Overall the libs team feels like FCP is appropriate because:

• If we determine that these methods should exist, we have clear semantics, and we're comfortable, then they're ready for stabilization.
• If those conditions aren't met, they're ready for deprecation.

So basically, we'd like to foster discussion during the FCP to see what the fate should be!

[SimonSapin]

I’m not entirely sure why we use this in Servo layout. My current guess is that it’s what I’ll call a "YOLO RW lock". We have one thread (script) that can write to this data, and N threads (layout) that can read it. We don’t want lots of fine-grained actual RWLocks since all that synchronization is expensive, but we already have coarse-grained synchronization that makes sure these sets of threads don’t run at the same time.

But RefCell::borrow is not read-only, it writes to the borrow flag/counter. So we can’t use it from multiple threads without data races. So we use unsafe code to bypass the runtime borrow checking (dereferencing the raw pointer from .as_unsafe_cell().get()) and to bypass RefCell<T>: !Sync.

We don’t use a raw UnsafeCell<T> because the borrow() and borrow_mut() methods are still useful within the script (writing) thread.

---

It was thought that depending on what Servo needs here it may actually be a different abstraction that's needed

We can always build our own things on top of UnsafeCell<T>. And in a way it’s what we did, except the thing we have now happens to be 100% identical to std::cell::RefCell<T>, and duplicating that code seem unfortunate. (Say if a bug is found and fixed in std::cell::RefCell<T>, we’d have to backport it manually.)

[aturon]

@SimonSapin OK, I figured it was something like that -- a case where an external protocol is providing some additional guarantees that let you access the direct contents safely.

One other question: is there any reason this needs to yield an UnsafeCell rather than a raw pointer?

[SimonSapin]

@aturon On one hand every call to .as_unsafe_cell() in Servo is immediately followed by .get() which returns a raw pointer, and indeed that’s pretty much the only useful thing you can do with &UnsafeCell<T>. On the other hand that seems less general for no particular reason.

[alexcrichton]

That sounds pretty reasonable to me, so I wouldn't mind stabilizing something like:

/// Get a raw pointer to the data contained in this `RefCell`.
///
/// The returned pointer will point directly at the data contained within, and
/// this method will make no modifications to the borrow flag of this `RefCell`
/// as well.
///
/// Note that it is not safe to use this pointer if the `RefCell` is borrowed
/// mutably at this time, but if this `RefCell` is not mutably borrowed it is
/// safe to use the returned pointer as `&T` at least.
pub fn get_ptr(&self) -> *mut T { /* ... */ }

Or something akin to that.

[aturon]

Yep, I agree. @SimonSapin, the reason not to expose the UnsafeCell is that it's a "data structure" whose sole use is to alert the compiler to interior mutability within a larger data structure. Once you're extracting things out, a raw pointer gives you all the relevant functionality at a simpler type.

[SimonSapin]

What’s the naming convention for as_ vs get_? Slices and strings have as_ptr.

[alexcrichton]

Oh I'd be fine with as_ here as well

[aturon]

What’s the naming convention for as_ vs get_? Slices and strings have as_ptr.

There's a bit of a clash, since we use get when extracting from cells and containers, and as for conversions, but this is kind of both.

I think as_ptr is probably better, because get suggests some amount of "action" (like touching the borrowing status) that isn't happening.

[alexcrichton]

Discussed recently, the libs team decided to stabilize.

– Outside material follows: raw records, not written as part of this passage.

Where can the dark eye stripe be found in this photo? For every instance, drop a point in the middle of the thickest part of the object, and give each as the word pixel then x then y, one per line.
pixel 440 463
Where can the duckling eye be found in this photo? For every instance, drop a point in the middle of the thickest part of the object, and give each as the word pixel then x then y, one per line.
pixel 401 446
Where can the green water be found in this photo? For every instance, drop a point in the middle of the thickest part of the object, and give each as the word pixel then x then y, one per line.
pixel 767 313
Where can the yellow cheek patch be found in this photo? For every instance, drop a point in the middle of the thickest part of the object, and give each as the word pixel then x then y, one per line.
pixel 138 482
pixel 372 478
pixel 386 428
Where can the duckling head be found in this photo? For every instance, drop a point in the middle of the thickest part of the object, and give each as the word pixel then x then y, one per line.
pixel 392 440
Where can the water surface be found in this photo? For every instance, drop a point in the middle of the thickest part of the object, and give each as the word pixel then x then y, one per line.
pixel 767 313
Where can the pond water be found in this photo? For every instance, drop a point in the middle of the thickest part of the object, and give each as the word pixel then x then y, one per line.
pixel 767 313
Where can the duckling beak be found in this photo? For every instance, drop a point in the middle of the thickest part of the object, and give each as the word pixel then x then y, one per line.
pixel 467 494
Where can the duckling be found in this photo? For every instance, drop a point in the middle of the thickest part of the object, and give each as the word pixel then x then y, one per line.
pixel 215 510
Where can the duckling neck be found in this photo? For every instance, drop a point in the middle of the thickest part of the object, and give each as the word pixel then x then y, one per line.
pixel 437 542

Our conclusion was to call these methods as_ptr returning a raw pointer.

[nox]

Our conclusion was to call these methods as_ptr returning a raw pointer.

So where is that method on Cell? On RefCell? We need this in Servo.

Edit: oh, didn't realise the docs online aren't up-to-date.

[alexcrichton]

@nox Cell and RefCell

[nox]

@alexcrichton Yeah sorry, just didn't wake up enough before opening my mouth.